With Danielle’s first son David with us, and Nicky showing up not that long after Michael, there was no way we have a honeymoon at the right time - i.e. then. So instead ten years later, with a business trip to San Francisco in the offing, I suggested that Danielle come along and take the opportunity to have a delayed honeymoon. Better late than never, after all, and we would enjoy it all the more for having waited so long.

And we did enjoy our trip to what quickly became Danielle’s favourite city anywhere. We stayed at a hotel which boasted a penthouse which was more a pentshack: a wood and glass construction placed on the roof, with breathtaking views of San Francisco Bay, the Golden Gate Bridge and the city, where we were woken in the morning by the sea lions barking and could watch a flock of parakeets flying past our windows.

When, nearly twenty years on, I again got the opportunity to take a business trip to San Francisco, Danielle announced ‘I’m coming along.’ It struck me as a good idea, so she’s at my side as I write this.

This time we did everything much more by the book. The first evening we were in China Town to indulge ourselves in truly superior Chinese cooking. The next day we had a walking tour through part of the city, enchanted but shivering through weather that had turned to bitter winter overnight.
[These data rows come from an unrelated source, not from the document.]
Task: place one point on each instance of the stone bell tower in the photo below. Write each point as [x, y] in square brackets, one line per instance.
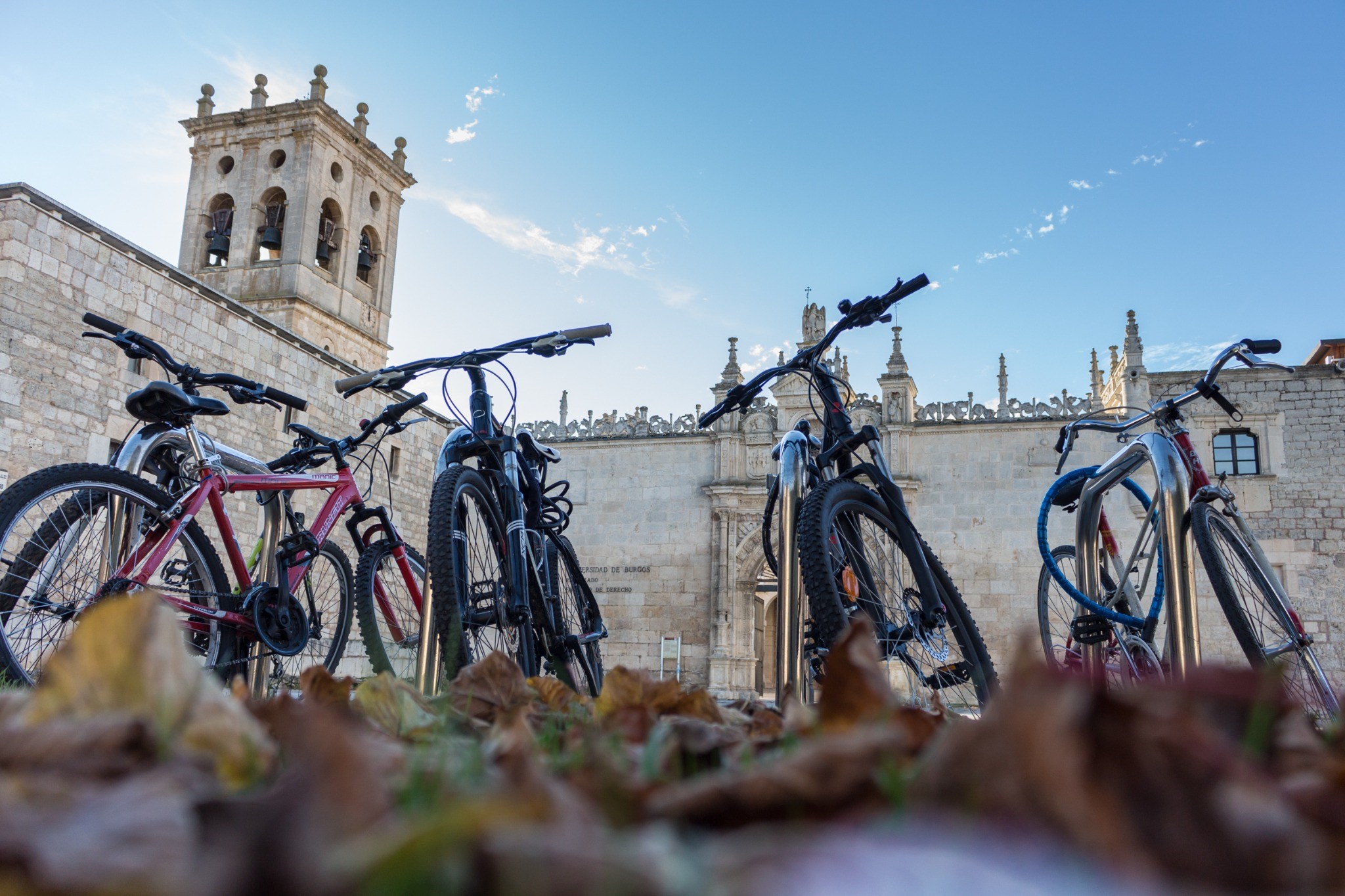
[294, 211]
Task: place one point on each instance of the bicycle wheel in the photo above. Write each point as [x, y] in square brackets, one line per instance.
[327, 594]
[579, 617]
[61, 547]
[1266, 628]
[389, 617]
[468, 567]
[856, 562]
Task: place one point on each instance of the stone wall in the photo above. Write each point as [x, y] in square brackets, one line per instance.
[62, 396]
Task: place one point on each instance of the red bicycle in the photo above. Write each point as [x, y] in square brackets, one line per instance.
[74, 534]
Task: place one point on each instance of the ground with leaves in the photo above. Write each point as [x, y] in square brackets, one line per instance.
[129, 770]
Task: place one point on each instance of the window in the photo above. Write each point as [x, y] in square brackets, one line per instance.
[1235, 453]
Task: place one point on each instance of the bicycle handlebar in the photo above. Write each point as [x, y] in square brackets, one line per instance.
[240, 389]
[853, 316]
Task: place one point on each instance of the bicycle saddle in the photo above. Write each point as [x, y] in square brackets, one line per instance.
[165, 403]
[531, 448]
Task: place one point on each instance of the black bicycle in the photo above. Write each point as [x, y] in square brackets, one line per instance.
[858, 550]
[502, 574]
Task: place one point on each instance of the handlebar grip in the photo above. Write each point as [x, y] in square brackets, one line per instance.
[1262, 345]
[102, 323]
[912, 285]
[588, 332]
[355, 382]
[286, 398]
[395, 412]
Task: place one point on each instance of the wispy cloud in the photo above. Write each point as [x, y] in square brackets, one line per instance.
[462, 135]
[1183, 356]
[479, 95]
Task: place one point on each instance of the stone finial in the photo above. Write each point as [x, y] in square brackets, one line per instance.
[898, 362]
[732, 372]
[1002, 412]
[260, 92]
[1134, 345]
[318, 88]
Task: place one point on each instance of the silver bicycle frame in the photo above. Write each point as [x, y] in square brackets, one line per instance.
[1173, 501]
[790, 671]
[133, 457]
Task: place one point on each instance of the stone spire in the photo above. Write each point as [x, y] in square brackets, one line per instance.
[318, 88]
[1095, 385]
[898, 362]
[732, 372]
[260, 92]
[1134, 347]
[1002, 412]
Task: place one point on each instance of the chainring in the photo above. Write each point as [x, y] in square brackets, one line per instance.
[280, 621]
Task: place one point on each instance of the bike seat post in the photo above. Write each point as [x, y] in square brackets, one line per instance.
[790, 670]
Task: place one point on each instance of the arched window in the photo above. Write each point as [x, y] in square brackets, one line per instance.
[221, 211]
[1235, 453]
[328, 224]
[368, 259]
[271, 236]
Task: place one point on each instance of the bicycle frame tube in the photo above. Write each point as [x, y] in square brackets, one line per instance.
[789, 603]
[1173, 503]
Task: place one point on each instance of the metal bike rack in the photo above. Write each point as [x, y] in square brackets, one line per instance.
[132, 458]
[790, 670]
[1172, 498]
[427, 656]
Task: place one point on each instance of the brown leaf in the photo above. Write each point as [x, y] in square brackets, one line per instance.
[856, 688]
[319, 685]
[395, 707]
[487, 688]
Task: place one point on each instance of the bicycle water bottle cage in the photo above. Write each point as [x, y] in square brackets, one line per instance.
[1090, 629]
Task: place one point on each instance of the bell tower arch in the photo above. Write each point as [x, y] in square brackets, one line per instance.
[294, 211]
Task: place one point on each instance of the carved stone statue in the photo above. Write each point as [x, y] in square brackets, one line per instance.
[814, 323]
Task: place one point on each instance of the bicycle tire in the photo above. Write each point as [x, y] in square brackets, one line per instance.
[454, 547]
[1231, 568]
[829, 609]
[579, 610]
[385, 653]
[286, 671]
[222, 645]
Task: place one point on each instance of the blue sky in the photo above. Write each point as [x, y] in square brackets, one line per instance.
[684, 171]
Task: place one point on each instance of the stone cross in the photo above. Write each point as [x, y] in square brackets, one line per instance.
[260, 92]
[318, 88]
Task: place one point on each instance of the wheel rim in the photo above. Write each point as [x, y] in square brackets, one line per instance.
[55, 553]
[914, 654]
[1270, 625]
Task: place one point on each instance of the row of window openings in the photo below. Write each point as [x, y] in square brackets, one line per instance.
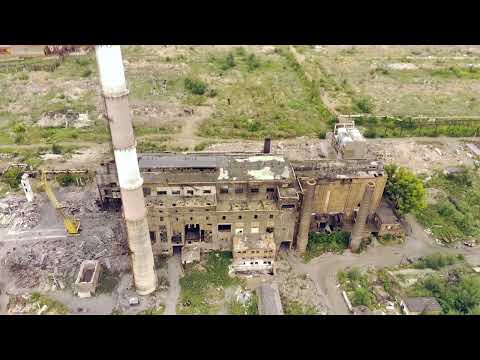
[147, 192]
[224, 190]
[254, 251]
[223, 217]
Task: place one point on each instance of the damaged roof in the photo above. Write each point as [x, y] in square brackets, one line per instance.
[220, 167]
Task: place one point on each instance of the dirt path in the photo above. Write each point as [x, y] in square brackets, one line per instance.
[174, 273]
[323, 270]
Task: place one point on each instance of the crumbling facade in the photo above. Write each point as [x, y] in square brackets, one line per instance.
[250, 204]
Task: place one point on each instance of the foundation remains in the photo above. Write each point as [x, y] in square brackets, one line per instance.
[87, 279]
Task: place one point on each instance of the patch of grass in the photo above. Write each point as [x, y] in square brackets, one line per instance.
[298, 308]
[319, 243]
[459, 297]
[107, 282]
[437, 261]
[195, 86]
[199, 293]
[146, 146]
[249, 308]
[158, 310]
[70, 179]
[358, 288]
[455, 216]
[203, 145]
[12, 178]
[54, 307]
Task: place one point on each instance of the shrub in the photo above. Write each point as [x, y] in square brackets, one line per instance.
[436, 261]
[86, 73]
[362, 296]
[228, 63]
[57, 149]
[195, 86]
[252, 62]
[23, 76]
[364, 105]
[404, 189]
[12, 177]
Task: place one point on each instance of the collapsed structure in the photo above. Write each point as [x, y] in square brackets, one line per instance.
[252, 204]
To warm up we headed to a vegetarian restaurant, Green’s, where we had an excellent meal against the background of yet another view of the bay and the bridge.
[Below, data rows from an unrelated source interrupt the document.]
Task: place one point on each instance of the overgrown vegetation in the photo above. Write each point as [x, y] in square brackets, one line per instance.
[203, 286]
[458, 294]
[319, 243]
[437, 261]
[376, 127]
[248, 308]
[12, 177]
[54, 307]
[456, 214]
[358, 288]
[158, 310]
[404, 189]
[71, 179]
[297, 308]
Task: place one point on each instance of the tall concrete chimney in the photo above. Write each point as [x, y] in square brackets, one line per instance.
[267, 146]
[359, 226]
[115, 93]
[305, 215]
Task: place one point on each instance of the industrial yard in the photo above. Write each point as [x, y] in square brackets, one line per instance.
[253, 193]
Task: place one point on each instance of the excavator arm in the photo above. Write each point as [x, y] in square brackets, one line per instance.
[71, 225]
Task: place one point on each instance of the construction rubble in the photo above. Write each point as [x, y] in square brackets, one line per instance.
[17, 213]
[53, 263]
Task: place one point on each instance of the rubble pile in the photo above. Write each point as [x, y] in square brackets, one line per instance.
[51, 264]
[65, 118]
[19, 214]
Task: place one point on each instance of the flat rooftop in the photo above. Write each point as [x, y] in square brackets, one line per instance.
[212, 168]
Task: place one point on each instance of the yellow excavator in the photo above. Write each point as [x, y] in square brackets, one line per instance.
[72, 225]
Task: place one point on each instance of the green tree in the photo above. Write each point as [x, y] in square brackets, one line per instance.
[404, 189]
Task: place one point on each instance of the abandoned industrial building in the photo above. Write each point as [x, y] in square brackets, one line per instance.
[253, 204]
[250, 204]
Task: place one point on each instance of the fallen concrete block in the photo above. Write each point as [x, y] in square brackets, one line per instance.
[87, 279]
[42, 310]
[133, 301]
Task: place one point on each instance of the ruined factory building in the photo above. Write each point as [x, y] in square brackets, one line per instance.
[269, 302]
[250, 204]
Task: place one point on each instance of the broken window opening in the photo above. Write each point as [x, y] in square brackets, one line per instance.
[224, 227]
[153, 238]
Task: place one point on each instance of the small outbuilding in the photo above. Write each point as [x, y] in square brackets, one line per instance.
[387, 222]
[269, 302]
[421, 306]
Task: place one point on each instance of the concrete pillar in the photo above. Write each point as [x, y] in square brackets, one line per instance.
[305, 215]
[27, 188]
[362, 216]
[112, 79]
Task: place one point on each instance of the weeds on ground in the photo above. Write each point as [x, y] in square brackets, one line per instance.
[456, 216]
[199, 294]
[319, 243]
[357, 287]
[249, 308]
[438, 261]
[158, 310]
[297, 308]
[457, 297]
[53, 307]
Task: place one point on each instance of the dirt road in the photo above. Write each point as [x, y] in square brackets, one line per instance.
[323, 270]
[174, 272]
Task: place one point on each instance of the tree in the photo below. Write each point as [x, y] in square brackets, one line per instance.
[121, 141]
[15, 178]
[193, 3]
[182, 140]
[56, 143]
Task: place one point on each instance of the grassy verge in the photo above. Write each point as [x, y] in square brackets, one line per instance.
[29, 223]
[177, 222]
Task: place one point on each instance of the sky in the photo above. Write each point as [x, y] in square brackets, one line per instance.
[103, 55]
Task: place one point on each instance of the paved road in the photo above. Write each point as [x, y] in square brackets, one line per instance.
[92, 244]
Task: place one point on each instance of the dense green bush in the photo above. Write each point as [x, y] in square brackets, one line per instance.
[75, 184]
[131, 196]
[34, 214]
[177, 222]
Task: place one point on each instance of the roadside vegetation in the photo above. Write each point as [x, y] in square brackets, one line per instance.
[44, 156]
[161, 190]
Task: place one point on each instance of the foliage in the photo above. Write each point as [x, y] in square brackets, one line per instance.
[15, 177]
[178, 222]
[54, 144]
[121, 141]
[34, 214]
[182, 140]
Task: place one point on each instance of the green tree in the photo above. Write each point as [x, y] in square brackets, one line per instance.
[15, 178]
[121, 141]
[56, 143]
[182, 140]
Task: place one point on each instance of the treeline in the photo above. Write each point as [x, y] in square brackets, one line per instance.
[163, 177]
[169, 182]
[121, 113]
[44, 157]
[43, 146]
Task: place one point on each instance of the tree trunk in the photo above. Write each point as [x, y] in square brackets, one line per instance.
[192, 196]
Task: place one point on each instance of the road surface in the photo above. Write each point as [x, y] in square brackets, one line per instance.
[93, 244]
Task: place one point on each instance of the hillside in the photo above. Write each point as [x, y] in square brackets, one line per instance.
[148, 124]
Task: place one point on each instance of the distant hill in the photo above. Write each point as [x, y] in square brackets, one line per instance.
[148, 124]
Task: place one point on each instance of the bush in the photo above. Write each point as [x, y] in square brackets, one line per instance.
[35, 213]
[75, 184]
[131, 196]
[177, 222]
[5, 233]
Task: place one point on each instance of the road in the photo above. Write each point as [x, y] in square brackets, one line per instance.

Our first visit to San Francisco had left me with only one regret: we’d had a remarkable breakfast at the famous Cafe Roma, sitting in the tiny back terrace area, under vine leaves through which the surprisingly warming October sun was shining. But I chose not to wash down the meal with mimosa, the combination of orange juice and champagne that would have been the perfect complement to my scrambled eggs and smoked salmon.

So I took great pleasure in correcting that omission while I was at Green’s, and we had mimosas there - though as befits the constant innovation that marks the city still, this one was made with pomegranate juice rather than anything so pedestrian as mere orange.

Ready to enjoy mimosas and correct an old omission
Pomegranate, no less - my dear, the style, can you imagine?
Then we set out to find our hotel with the pent shack again, which was not as straightforward it sounds, since we couldn’t remember the name let alone the address. But we tracked it down, and found the San Remo unchanged, and still endowed with its jewel of a pent shack.

We also travelled round the city by the most appropriate means, cable cars, even hanging on for dear life to the outside on a couple of occasions. That was a mode of transport we’d disdained first time, this trip has really seen us being quite exemplary in ensuring we did things properly.

The right notes in the right order, for once. And the notes themselves are pretty special, they resonate with us. San Francisco remains Danielle’s favourite city. 

And I have to say that I too find it hard to imagine one to prefer to it.